Sánchez Bañuelos, jefa de la unidad, encabezó al equipo multidisciplinario que asumió el caso. La niña necesitó apoyo respiratorio sostenido desde el primer momento. A esa edad gestacional, los pulmones aún no producen surfactante en cantidad suficiente —la sustancia que impide que los alvéolos se colapsen al vaciarse—, y cada respiración es un esfuerzo que el cuerpo todavía no sabe hacer.

Después apareció el segundo obstáculo. Una cavidad del corazón que debía cerrarse tras el nacimiento seguía abierta y devolvía sangre hacia los pulmones, entorpeciendo la respiración. En los bebés nacidos antes de las 28 semanas ese conducto rara vez se cierra solo. Hizo falta cirugía, y en Zacatecas no se practica: la trasladaron al Hospital Regional Valentín Gómez Farías, en Jalisco, centro de alta especialidad de ISSSTE para el occidente del país. Unos 320 kilómetros de carretera, alrededor de cuatro horas y media en ambulancia, con una paciente que pesaba menos que un litro de agua.

La cirugía cerró el conducto y la respiración encontró por fin su ritmo.

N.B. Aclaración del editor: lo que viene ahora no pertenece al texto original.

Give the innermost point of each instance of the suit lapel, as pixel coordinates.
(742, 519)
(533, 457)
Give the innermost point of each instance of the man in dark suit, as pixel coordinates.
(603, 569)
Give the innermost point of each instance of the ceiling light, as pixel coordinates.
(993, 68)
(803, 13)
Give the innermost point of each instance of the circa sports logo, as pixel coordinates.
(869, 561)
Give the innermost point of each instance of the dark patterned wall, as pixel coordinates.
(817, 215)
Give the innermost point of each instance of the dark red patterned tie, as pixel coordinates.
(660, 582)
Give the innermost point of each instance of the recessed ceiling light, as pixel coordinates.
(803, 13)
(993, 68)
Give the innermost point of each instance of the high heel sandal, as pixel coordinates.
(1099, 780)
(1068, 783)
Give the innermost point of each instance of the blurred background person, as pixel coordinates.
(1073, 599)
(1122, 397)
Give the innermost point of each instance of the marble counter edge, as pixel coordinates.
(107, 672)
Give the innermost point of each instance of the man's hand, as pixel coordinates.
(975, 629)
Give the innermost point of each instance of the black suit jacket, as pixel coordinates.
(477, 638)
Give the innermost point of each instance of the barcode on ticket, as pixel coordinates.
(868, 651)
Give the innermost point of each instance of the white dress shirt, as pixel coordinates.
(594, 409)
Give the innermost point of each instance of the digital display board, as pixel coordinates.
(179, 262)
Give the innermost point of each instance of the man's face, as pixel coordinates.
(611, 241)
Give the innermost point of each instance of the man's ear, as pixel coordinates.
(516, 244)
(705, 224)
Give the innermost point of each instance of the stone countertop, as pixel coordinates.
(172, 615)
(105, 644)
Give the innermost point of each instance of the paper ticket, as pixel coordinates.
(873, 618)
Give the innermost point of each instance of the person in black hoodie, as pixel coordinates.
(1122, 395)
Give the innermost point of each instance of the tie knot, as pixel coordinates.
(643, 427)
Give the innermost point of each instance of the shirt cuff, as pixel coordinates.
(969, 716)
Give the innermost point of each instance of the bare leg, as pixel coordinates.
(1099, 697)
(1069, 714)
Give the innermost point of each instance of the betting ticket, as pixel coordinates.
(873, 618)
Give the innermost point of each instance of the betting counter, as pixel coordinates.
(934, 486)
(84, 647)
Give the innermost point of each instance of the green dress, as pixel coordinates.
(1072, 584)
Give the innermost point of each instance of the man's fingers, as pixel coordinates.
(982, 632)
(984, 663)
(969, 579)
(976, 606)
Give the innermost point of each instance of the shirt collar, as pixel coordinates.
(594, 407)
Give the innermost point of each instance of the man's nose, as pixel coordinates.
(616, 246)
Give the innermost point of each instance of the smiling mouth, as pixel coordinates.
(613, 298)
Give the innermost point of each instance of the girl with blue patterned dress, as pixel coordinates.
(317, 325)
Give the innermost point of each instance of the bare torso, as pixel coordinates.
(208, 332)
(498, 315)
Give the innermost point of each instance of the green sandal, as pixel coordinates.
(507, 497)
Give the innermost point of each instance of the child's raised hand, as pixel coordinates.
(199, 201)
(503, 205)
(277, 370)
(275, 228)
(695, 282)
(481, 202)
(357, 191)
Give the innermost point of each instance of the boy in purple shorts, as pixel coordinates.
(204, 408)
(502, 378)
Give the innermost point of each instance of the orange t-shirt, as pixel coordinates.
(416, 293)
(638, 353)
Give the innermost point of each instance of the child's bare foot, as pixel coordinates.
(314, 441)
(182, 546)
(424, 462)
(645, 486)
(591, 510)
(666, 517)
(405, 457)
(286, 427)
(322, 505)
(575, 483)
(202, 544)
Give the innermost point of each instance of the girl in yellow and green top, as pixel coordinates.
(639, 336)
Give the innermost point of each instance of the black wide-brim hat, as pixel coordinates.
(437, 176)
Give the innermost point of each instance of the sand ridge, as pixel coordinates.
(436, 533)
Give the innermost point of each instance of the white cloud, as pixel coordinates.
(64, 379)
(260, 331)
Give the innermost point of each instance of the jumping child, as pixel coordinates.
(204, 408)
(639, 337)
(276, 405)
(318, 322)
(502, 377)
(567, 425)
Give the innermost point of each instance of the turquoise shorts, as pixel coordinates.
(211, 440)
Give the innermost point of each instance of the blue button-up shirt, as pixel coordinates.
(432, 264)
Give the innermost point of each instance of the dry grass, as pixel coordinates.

De vuelta en Zacatecas, la niña siguió creciendo hasta llegar a los siete kilogramos y a una recuperación completa.

Elías Lara habla del personal del hospital en términos que no son clínicos. Dice que le dieron contención emocional y que se comportaron como aliados durante todo el proceso. Es una palabra precisa: no describe un tratamiento, describe una manera de estar al lado de alguien cuando la única alternativa es esperar.

El trabajo no termina con el alta. La prematuridad extrema deja pendientes que solo el tiempo revela —la visión, el oído, el desarrollo motor, el lenguaje—, y por eso el equipo de la unidad neonatal planea acompañar a la niña durante los próximos cinco años. La historia que empezó con un parto adelantado por preeclampsia, una de las principales causas de muerte materna en México, continúa ahora en consultas de control.